The Journey of 4 Dream Bridal Couturiers: Tarun Tahiliani
Taking The Weight Off
Tarun Tahiliani was the man behind India’s first multi-brand store, Ensemble, which came up in 1987, around the time when Rohit Khosla started to foster talent in the Indian fashion industry. It was only a few years later that Tahiliani went off to the Fashion Institute of Technology, New York, to study fashion design, launching his own label thereafter. His early work, however, has little resemblance to what he does now.
“There was deconstruction, trailing unfinished edges and fishtail lehngas. He was always the king of drapes, but he also used heat pleated fabrics, rope embroidery and couching, and other techniques that were almost folksy, but you could see them being worn with jeans,” says fashion writer Varun Rana. “It was a mixed bag. I think he then sat down and questioned himself about what direction he wanted to take, and the overarching theme he wanted to adopt.”
And thus emerged Tahiliani the bridal couturier, though it was not the direction he had first chosen. “I became a retailer, and then I wanted to design, and then I got pushed from a simpler aesthetic into bridal,” Tahiliani recalls. “I didn’t know embroidery; I came from something else. In my first collection, I did not have one embroidered piece. So I had to learn it. But then after six to eight years, I began to feel that everything looked technically incorrect to me, especially when the embroideries got too heavy.”
An early manifestation of the quest for lightness was the creation of the second veil. “I could never understand how you could take a piece of embroidered fabric, and drape it over the head from the waist, and back again, because it always looked too heavy. I saw too many brides with migraines,” Tahiliani says. This he solved by using chiffon, net, and now, very fine Italian tulle, which can be embroidered to great effect.
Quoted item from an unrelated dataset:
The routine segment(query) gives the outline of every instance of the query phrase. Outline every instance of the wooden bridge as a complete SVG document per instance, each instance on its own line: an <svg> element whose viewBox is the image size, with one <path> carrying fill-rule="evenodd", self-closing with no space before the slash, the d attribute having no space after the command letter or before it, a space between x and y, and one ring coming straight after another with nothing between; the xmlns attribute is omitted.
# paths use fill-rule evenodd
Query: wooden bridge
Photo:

According to Rana, Tahiliani’s obsession with lightness meant he approached it as a problem to be solved from both an aesthetic as well as a technical angle. “The innovation for him lies in the under-structure of the garment, in the choice of fabric — whether he uses more modern man-made fabrics like tulle, net, organza, chiffon and georgette, rather than the traditional silks and taffetas, even though these are more apt for heavy embroideries. He was one of the first designers to take up Swarovski crystals in a big way, which replaced the need for traditional metallic sequins and zardozi. That itself made the overall weightage of the lehnga or sari lighter.” His creative evolution has also involved manifesting this idea of lightness in a colour palette of white, gold, pale pink, dusky rose and sunset-hued ombré.
But before he mastered the art of lightness, he succumbed to the conventionally seen orgy of embroidery, which led to lehngas being so heavy that Tahiliani remembers having to give suspenders to more than one bride. “When we started, we worked mostly on textiles, and we did ari, mirror work, aabla and mukaish, and in the late 2000s it exploded into a madness of weight,” Tahiliani says. But after seeing one bride’s lehnga falling off on the stage, and another weeping because she couldn’t walk in hers, he decided that enough was enough.
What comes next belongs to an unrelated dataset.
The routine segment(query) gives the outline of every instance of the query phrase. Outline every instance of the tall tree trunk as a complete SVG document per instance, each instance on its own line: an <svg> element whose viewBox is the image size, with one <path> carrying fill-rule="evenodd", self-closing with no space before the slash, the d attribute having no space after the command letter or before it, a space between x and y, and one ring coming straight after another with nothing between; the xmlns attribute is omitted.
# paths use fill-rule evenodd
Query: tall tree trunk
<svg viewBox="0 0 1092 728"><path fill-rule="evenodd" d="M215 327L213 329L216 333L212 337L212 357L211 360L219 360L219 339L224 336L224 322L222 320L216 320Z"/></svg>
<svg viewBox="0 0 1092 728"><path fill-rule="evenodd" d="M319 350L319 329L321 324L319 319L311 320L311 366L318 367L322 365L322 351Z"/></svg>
“If someone stands there in 25 to 30 kilos and can barely move, then it shows. We used to do a lot of zardozi, which we don’t use anymore since it’s too heavy, and there’s nothing I can do to make that light. It’s great for a carpet or a canopy, but zardozi is too stiff to put on to clothes, it’s not for a bride.” Instead, he uses a lot more resham, Swarovski crystals and especially gota, which delivers gold work without the weight.
Tahiliani also has an R&D department that works on the underlying-structure for garments, and on developing different types of crinolines. The newest ones, he says, are weightless and float on the body despite being embroidered.
Most importantly, his search for lightness also reflects the changing attitudes of brides. “Brides now have a greater awareness of themselves and they wear that as a jewel. Some of the young women I see are cool, and do their own thing. They are not here to project anything; they just want to look like themselves. Yes, they’ll get a make-up artist; yes, they’ll wear one amazing piece of jewellery. But they don’t burden their outfits with everything, including the kitchen sink. That is no longer beautiful.”